Types of Emergencies
- Medical emergencies result from illness or disease, while trauma emergencies are caused by physical injury.
- Common medical emergencies include respiratory, cardiovascular, neurological, gastrointestinal, urologic, endocrine, hematologic, immunologic, toxicological, behavioral, and gynecological conditions.
- Patients may present with both medical and traumatic problems simultaneously.
Patient Assessment
- Medical assessment focuses on the nature of illness (NOI), symptoms, and chief complaint.
- Do not let injuries distract from underlying medical issues; avoid tunnel vision.
- Remain professional and unbiased, even with uncooperative or frequent patients.
Scene Size-Up and Primary Assessment
- Ensure scene safety, use standard precautions, determine number of patients, and need for additional help.
- Identify NOI and consider spinal immobilization if indicated.
- Perform a rapid primary exam; assess airway, breathing, circulation (ABCs), and level of consciousness.
- Apply oxygen for patients with shock, breathing difficulties, or SpO2 < 94%.
History Taking
- Gather a thorough patient history using SAMPLE (Symptoms, Allergies, Medications, Past history, Last oral intake, Events).
- Use OPQRST (Onset, Provocation, Quality, Radiation, Severity, Time) to assess chief complaint.
- Bring patient medications to the hospital if possible.
Secondary Assessment
- Perform focused or full-body exams as needed, depending on patient’s consciousness and chief complaint.
- Assess vital signs: pulse, respirations, blood pressure, glucose, and pulse oximetry.
Reassessment and Transport
- Reassess patient’s status and vital signs (every 5 minutes if unstable, 15 if stable).
- Consider ALS backup and adjust treatments as needed.
- Transport rapidly if the patient is unstable, has altered mental status, airway/breathing/circulatory problems.
- Choose transport mode and destination based on patient needs and local resources.
Infectious Diseases Overview
- Assess and manage infectious diseases as other medical complaints, with an emphasis on standard precautions and exposure history.
- Notable diseases: Influenza, Herpes simplex, HIV/AIDS, Hepatitis (A, B, C), Meningitis, Tuberculosis (TB), Pertussis, MRSA, COVID-19, MERS, Ebola.
- Ask about recent travel and exposure history for travel-associated diseases.
Key Terms & Definitions
- Trauma Emergency — injury from physical force.

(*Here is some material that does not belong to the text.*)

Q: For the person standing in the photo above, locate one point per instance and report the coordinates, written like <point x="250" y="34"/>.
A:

- Medical Emergency — illness or disease process requiring EMS.
- Nature of Illness (NOI) — the underlying medical cause of a patient’s complaint.
- Chief Complaint — main reason the patient called for help.
- SAMPLE — mnemonic for medical history questions.
- OPQRST — mnemonic for symptom assessment.
- Tunnel Vision — focusing on one issue, missing other important conditions.
Action Items / Next Steps
- Review assessment techniques and disease characteristics in your textbook.
- Complete assigned review questions for Chapter 15.
- Practice using SAMPLE and OPQRST mnemonics in scenarios.
- Stay up to date with current infectious disease guidelines via CDC resources.